Art noticed that Mom's eyes had misted up quite a bit. He was too tired and disoriented to bother playing the emotional games with her now, and it touched him unexpectedly.
“The doctors said you were on painkillers most of that time, they were afraid you would have been uncomfortable. The National Guard said to tell you...” she reached into her blouse pocket and withdrew a phone message slip with her handwriting on it, “'The dose you took was mainly beta particles,' they said. Do you know what that means?”
Art did know. Beta particles were neither the most nor least dangerous radioactive byproduct. They could be stopped by water, so the wetsuits that the surfers were wearing probably protected them from receiving a worse dosage. Mom continued. “So the doctors said that your exposure looked worse than it actually was, and they expect you to make a full recovery after a few days of bed rest.”
“What about... car” Art rasped.
“Oh yes,” Mom continued, reaching again for her phone message. “The National Guard said they had impounded... let's see here,” the paper crinkled, “One Personal Conveyance Japanese, and one Wave-Riding Vehicle, American make. One of those must be your car. That's what they said. I'm going to pick up the car tomorrow.”
Mom set down the TV remote just a little bit outside of Art's reach. “Well, dear, if anything good comes out of this... maybe now you'll pay more attention to the things they're saying on my National News channel!” Just for good measure, that was the channel she had left the TV playing. Mom was humming to herself again as she turned and walked down the hall.
Art sighed and slumped back into his bed. He didn't remember sleeping through three days at the hospital, but he sure had no urge to close his eyes right now. So, the National News marched into his eyeballs against his will. Half-aware as he was, he nevertheless noticed something strange.
Or rather, it was the absence of something on the news, which started to bother him. The pundits were still talking about the San Onofre steam leak, and debating energy policy. But Art didn't hear any mention of any evacuation or casualties. With a mighty effort he leaned forward in bed and managed to reach the remote. He flipped to some other channels without any success either. One news anchor was lambasting the hygiene of some anti-nuclear protesters downtown, while another weatherman had jokingly added a Radiation Index to his standard Smog and UV indexes on his 7-day forecast. Nothing more specific than that.
They're not going to talk about it, Art realized. Gawd only knows what would've happened to me if the National Guard hadn't pulled me out of there, and nobody is going to talk about it.
He had surfed next to that plant for decades... he'd felt safe there. But Joe had been right after all, and that San Onofre plant was being pushed beyond its limits as energy all over the country became more expensive. Hence the two steam leaks in as many years. And then Art recalled the sorry state of the City Water infrastructure, bursting at the seams from the assault of an unaccustomed frost. Nobody is going to announce that Global Warming has screwed with the weather, either, and now Los Angeles is having 110-degree Augusts followed by 40-degree Septembers. They're just not going to talk about it. It's too uncomfortable to talk about it.

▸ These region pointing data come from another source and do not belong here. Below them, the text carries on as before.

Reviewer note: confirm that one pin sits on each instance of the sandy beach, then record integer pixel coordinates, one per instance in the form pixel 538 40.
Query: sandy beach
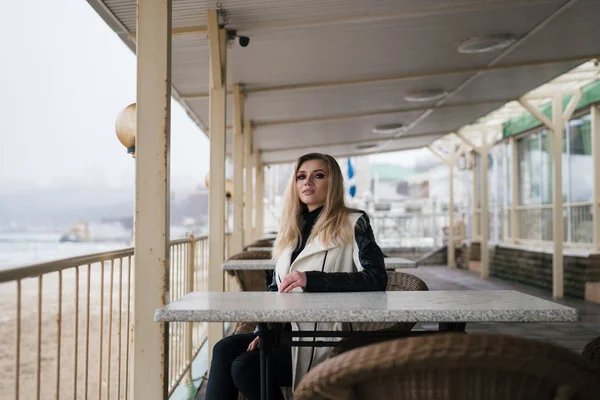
pixel 111 362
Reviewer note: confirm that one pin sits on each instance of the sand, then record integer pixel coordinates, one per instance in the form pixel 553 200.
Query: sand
pixel 54 375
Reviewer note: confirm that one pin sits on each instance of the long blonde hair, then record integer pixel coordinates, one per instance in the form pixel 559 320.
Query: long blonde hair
pixel 333 224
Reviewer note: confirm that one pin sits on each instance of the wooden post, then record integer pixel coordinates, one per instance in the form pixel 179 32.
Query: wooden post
pixel 558 223
pixel 514 190
pixel 151 240
pixel 556 126
pixel 485 217
pixel 216 202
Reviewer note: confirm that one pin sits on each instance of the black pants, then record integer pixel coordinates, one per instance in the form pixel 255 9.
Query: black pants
pixel 234 368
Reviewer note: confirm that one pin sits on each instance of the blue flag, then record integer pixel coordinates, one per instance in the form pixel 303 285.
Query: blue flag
pixel 351 185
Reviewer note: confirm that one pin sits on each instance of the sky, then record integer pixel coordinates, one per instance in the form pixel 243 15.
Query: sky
pixel 65 75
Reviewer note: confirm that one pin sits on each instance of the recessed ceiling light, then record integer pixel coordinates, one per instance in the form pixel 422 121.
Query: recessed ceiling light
pixel 483 44
pixel 366 146
pixel 426 95
pixel 388 129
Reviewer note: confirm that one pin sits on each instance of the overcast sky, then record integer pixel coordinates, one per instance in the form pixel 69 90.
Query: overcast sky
pixel 64 77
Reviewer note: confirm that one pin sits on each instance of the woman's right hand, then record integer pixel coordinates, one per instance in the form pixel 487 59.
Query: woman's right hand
pixel 254 344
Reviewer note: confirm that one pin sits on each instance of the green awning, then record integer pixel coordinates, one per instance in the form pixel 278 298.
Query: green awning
pixel 526 121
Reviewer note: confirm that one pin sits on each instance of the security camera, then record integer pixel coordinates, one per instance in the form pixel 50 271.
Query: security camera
pixel 232 35
pixel 244 41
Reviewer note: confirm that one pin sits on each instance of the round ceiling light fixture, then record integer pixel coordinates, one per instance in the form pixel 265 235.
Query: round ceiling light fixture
pixel 366 146
pixel 389 129
pixel 426 95
pixel 483 44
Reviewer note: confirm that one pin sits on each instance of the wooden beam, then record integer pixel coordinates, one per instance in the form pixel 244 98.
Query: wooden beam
pixel 397 78
pixel 215 51
pixel 238 170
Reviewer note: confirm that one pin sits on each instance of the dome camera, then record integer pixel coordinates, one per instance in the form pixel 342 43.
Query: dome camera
pixel 232 35
pixel 244 41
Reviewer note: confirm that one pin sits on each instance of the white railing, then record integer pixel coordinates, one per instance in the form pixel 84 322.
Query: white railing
pixel 409 230
pixel 65 324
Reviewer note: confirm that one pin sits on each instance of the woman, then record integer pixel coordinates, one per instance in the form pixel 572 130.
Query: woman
pixel 322 246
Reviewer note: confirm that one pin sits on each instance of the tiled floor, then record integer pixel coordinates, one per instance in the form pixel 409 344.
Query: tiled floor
pixel 571 335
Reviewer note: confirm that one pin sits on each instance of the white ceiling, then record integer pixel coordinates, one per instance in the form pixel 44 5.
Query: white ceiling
pixel 392 46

Everything is falling apart! The world is already ending, the realization dawned on him, and he wasn't sure if it was the idea or the radiation sickness that made him break out in a cold sweat. They told us this stuff wouldn't happen for another fifty or a hundred years. Our world is ending. Maybe it's too uncomfortable to talk about, or maybe there's just nothing to be done. No one held a countdown, no one has to talk about it. It's not going to be zombies crawling out of the wood pile. The world is not going to end with a bang, but with a creak and a groan. It's us getting sick and weak, before we ever grow old.
A poem he'd read in college by some Polish poet, written at the beginning of World War II, leaped into his mind, unbidden and unwelcome:
And those who expected signs and archangels’ trumps
Do not believe it is happening now.
As long as the sun and the moon are above,
As long as the bumblebee visits a rose,
As long as rosy infants are born
No one believes it is happening now.
Only a white-haired old man, who would be a prophet
Yet is not a prophet, for he’s much too busy,
Repeats while he binds his tomatoes:
There will be no other end of the world,
There will be no other end of the world.